Hidden Villa is a nonprofit educational organization that uses its organic farm, wilderness, and community to teach and provide opportunities to learn about the environment and social justice. Hidden Villa stretches over 1600 acres of open space in the foothills of the Santa Cruz Mountains, about 40 miles south of San Francisco. Our mission is to inspire a just and sustainable future through our programs, land and legacy.”

Hidden Villa is also a working farm, complete with a Community Sponsored Agriculture program. A portion of all harvest go to shareholders, while another is donated to local low-income families.

As part of their educational programs, they offer a large assortment of family-oriented classes and events (including How Does Your Garden Grow?, Cheese Please! and my personal favorite, Manure to Meadow to MMMMmmm!) all at very reasonable prices.

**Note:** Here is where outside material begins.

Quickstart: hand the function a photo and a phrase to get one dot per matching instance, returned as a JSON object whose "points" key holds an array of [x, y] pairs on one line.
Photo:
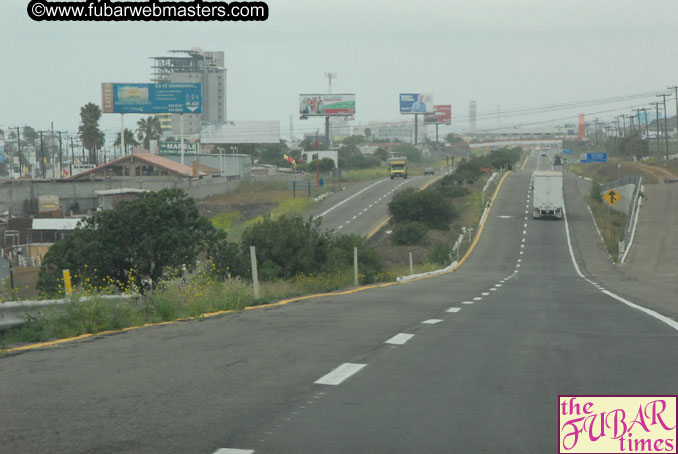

Like most non-profits, Hidden Villa is run by a very limited full-time staff on an even more limited budget (especially now), so they rely very heavily on their hundreds of volunteers to keep things running.

I spent a day volunteering as a horticulture worker, starting shrub cuttings and labeling fruit tree scions while others in the group hacked back overgrown blackberries or mulched garden beds. After, we got a tour of the grounds. For me, at least, the rewards of helping to start new plants alone would have been enough, but knowing it was for a good cause made it even better.

If you live in the San Francisco Bay Area, consider volunteering.